Bulgarian Bus Bombing Suspect Had Fake U.S. License
BURGAS, Bulgaria -- A bus bombing that killed five Israeli tourists, the bus driver and the suspected bomber in Bulgaria was probably carried out by a male suicide attacker who had a fake Michigan driver's license, Bulgaria's interior minister said Thursday.

Israel said it suspects Iran or an Islamist militant group was behind the attack, which occurred Wednesday in a parking lot outside Burgas International Airport in Bulgaria. Tensions between Israel and Tehran have been escalating in recent months.

In a televised statement Thursday, Israeli Prime Minister Benjamin Netanyahu said the attack was "perpetrated by Hezbollah, Iran's leading terrorist proxy," as part of a global campaign that has reached a dozen countries on five continents.

But he offered no evidence.
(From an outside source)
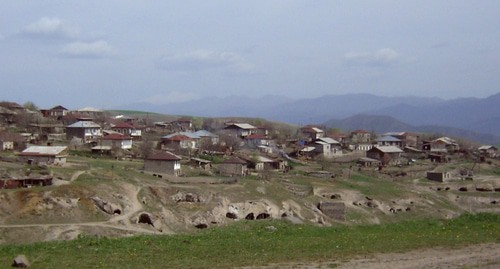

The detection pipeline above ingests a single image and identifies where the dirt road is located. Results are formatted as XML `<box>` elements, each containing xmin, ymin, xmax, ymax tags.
<box><xmin>243</xmin><ymin>243</ymin><xmax>500</xmax><ymax>269</ymax></box>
Israel's U.S. Embassy said Wednesday that it had no proof that Iran was the instigator of the attack.

Netanyahu said Hezbollah and Iran have been trying to foment terrorism in countries that include Kenya, India and Cyprus, as well as in the United States, where an Iranian tried to kill the Saudi diplomat.

He urged world powers to expose Iran as "the premier terrorist-supporting state that it is" and prevent it from developing "the world's most dangerous weapons," a reference to its nuclear program.

"We will continue to fight against the terrorists and exact a heavy price from those that support them," Netanyahu said.

Iran's Foreign Ministry spokesman, Ramin Mehmanparast, said Israel was engaging in "baseless accusations against other countries in order to distract the attention of the international community from its terrorist activities being carried out throughout the world," according to a statement from the state-run IRNA news agency.

"The Zionist regime as master of state and organized terrorism has its hands in (the) blood of innocent Lebanese, Palestinian and other nationalities," Mehmanparast said.

The Iranian Embassy in the Bulgarian capital, Sofia, said earlier that Israeli suggestions that Tehran was involved in Wednesday's attack were "unsubstantiated" and that the assertion was politically motivated.

The identity of the man thought to have put a backpack bomb on the bus remained a mystery, but he was carrying a Michigan driver's license that FBI officials say was fake, Bulgarian Interior Minister Tsvetan Tsvetanov said.

Fingerprints were being checked, and investigators were at the scene to collect evidence, he said.

Meanwhile, a third and final Israel Air Force aircraft left Bulgaria Thursday for Israel, this one carrying coffins holding the bodies of the victims, the Israel Defense Forces said in a statement.

The aircraft was to land at Ben Gurion Airport in Tel Aviv, where the coffins were to be received in an official ceremony.

Thirty-three Israelis wounded in the blast arrived earlier Thursday in Tel Aviv.

Maj. Gen. Itzik Kreis of the Israel Defense Forces said at the airport that one of the wounded was in critical condition.

Israeli Defense Minister Ehud Barak warned of consequences for those responsible.

"We will find those who executed this attack and those who sent them," he said.

At the United Nations, the Security Council issued a statement condemning the attack.